Texas peanut producers brace for impact of salmonella outbreak
The Texas peanut industry is feeling the pinch after the Federal Drug Administration found the Peanut Corporation of America was willfully allowing salmonella contaminated peanut butter products into the food supply.
TPPB Director Ted Higginbottom, who raises peanuts in Seminole, said the impact of the salmonella outbreak on Texas peanut production reaches beyond the recalls.
"It's a trickling effect in the peanut industry," Higginbottom said. "The negligence of one company is hurting everyone from the farmer to the sheller to the food manufacturer."
Since the salmonella outbreak in the PCA Blakely, Ga., facility, food manufacturers have seen a dramatic drop in peanut butter consumption, even though a large majority of peanut butter products were not recalled.
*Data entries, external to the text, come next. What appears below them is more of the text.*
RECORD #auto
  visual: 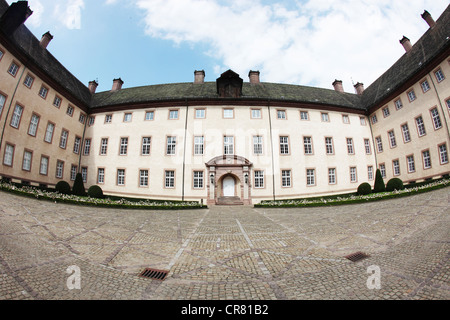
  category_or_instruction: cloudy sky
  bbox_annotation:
[7,0,449,92]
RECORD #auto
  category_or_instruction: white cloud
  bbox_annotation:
[135,0,448,92]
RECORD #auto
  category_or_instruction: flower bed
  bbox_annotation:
[0,182,206,210]
[255,179,450,208]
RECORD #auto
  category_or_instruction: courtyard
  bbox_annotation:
[0,187,450,301]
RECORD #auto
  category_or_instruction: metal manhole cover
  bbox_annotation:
[345,251,370,262]
[139,268,169,281]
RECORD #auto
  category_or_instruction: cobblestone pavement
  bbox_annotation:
[0,188,450,300]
On Feb. 10, PCA's Plainview, Texas plant voluntarily closed after suspicion that their products could also be contaminated.
Consumer apprehension caused by the product recalls is hurting the peanut industry, despite the fact that only about 1 percent of peanut products have been recalled. When demand for peanut butter products drops, so will the willingness of food manufactures to contract normal amounts of peanuts from producers.
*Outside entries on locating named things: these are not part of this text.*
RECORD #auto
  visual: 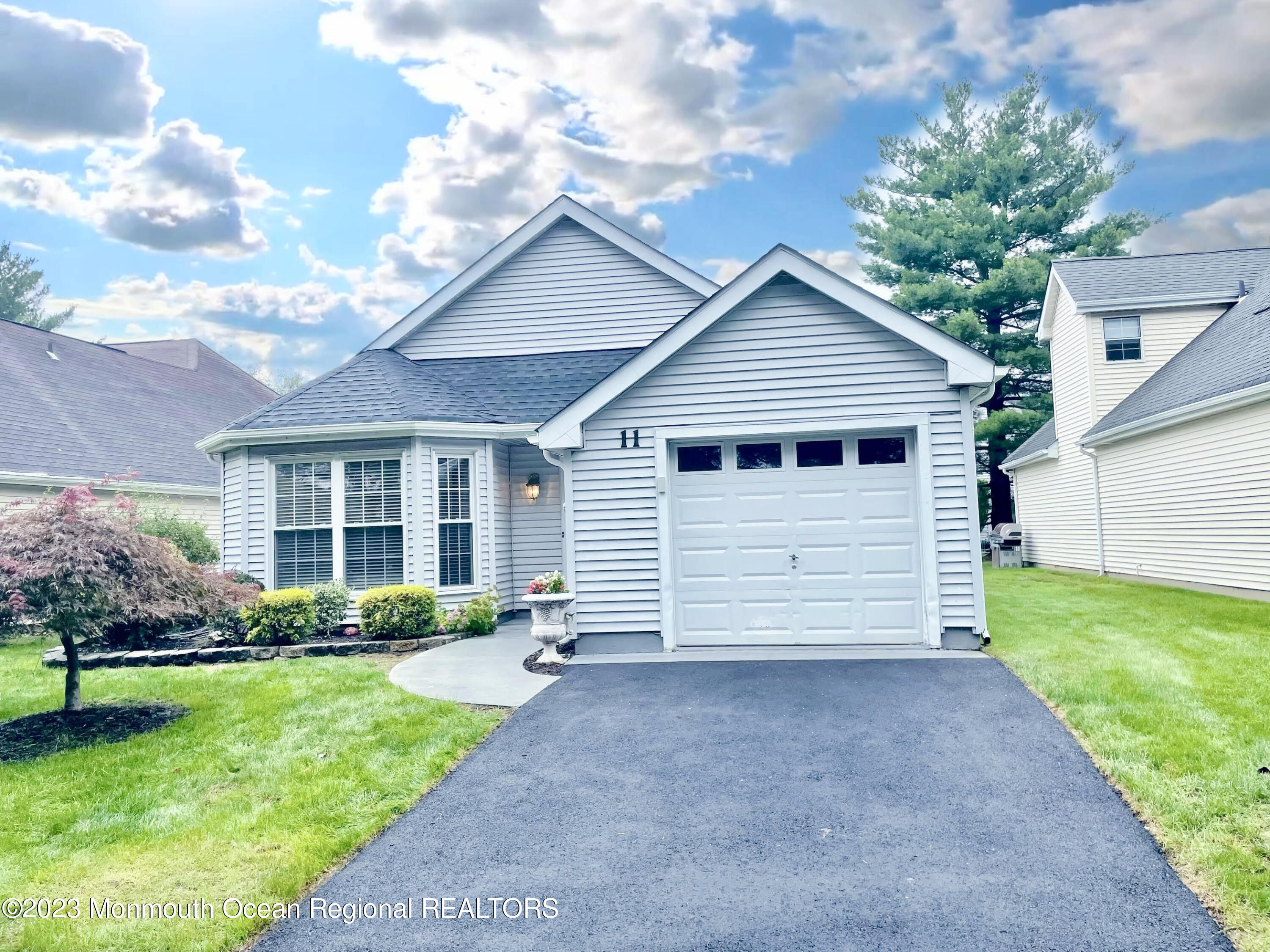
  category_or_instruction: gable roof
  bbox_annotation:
[0,321,277,489]
[1081,272,1270,446]
[538,245,996,448]
[366,195,719,350]
[1050,248,1270,314]
[199,348,639,452]
[1001,416,1058,470]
"It's unfortunate peanut growers in Texas can do everything right to produce a healthy and safe product to feed both their families and the nation, and then have to carry the burden for something they could not control," Higginbottom said.
In addition to the challenges presented by the salmonella outbreak, producers in Texas are also coming off a less than profitable year in 2008 due to high input prices and challenging weather conditions. The challenges of last year are carrying over into 2009, as drought conditions worsen across the state.
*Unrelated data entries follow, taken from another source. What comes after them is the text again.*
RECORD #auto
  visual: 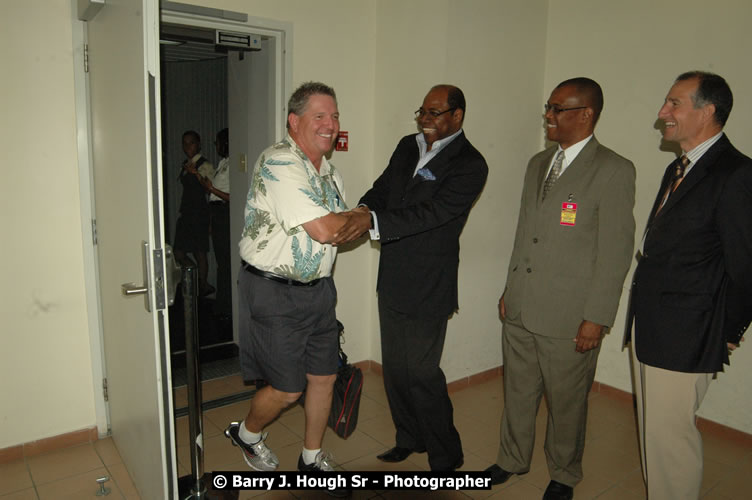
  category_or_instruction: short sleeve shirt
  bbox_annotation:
[239,135,346,282]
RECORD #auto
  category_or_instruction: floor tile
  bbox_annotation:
[0,488,39,500]
[27,444,104,486]
[37,467,124,500]
[0,460,34,495]
[5,372,752,500]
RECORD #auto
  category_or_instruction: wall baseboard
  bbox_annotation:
[0,360,752,464]
[354,360,752,447]
[0,426,99,464]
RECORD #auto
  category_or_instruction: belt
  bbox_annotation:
[242,261,321,286]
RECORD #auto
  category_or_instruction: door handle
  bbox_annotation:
[120,241,151,312]
[120,283,149,297]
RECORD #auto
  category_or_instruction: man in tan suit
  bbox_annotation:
[486,78,635,500]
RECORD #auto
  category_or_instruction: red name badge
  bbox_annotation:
[559,202,577,226]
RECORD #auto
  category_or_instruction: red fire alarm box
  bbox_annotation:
[334,130,348,151]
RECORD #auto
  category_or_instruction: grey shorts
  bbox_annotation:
[238,268,339,392]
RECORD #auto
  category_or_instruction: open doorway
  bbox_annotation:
[160,24,239,387]
[160,7,288,416]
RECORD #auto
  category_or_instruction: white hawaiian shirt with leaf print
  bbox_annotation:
[239,135,346,282]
"A lot of producers in Texas are already behind after a rough 2008 and were looking at peanuts to carry the load," Higginbottom said. "Losing value in the market due to the salmonella outbreak will make it very difficult for everyone in the industry."
While there is never a good time for a salmonella outbreak, the timing could not have been worse for an industry valued at $1 billion to the Texas economy.
"This is the time in the year shellers are contracting producers' needs for the coming growing season, and producers are going to their bankers to borrow money to operate on for the year," Higginbottom said. "With a shaky market and unpredictable demand for the coming year, producers are going to be forced to make some tough decisions."
TPPB continues to encourage consumers to purchase retail peanut butter brands, because they are not linked to the PCA product recalls. For a complete recall list, go to the FDA's website at www.fda.gov.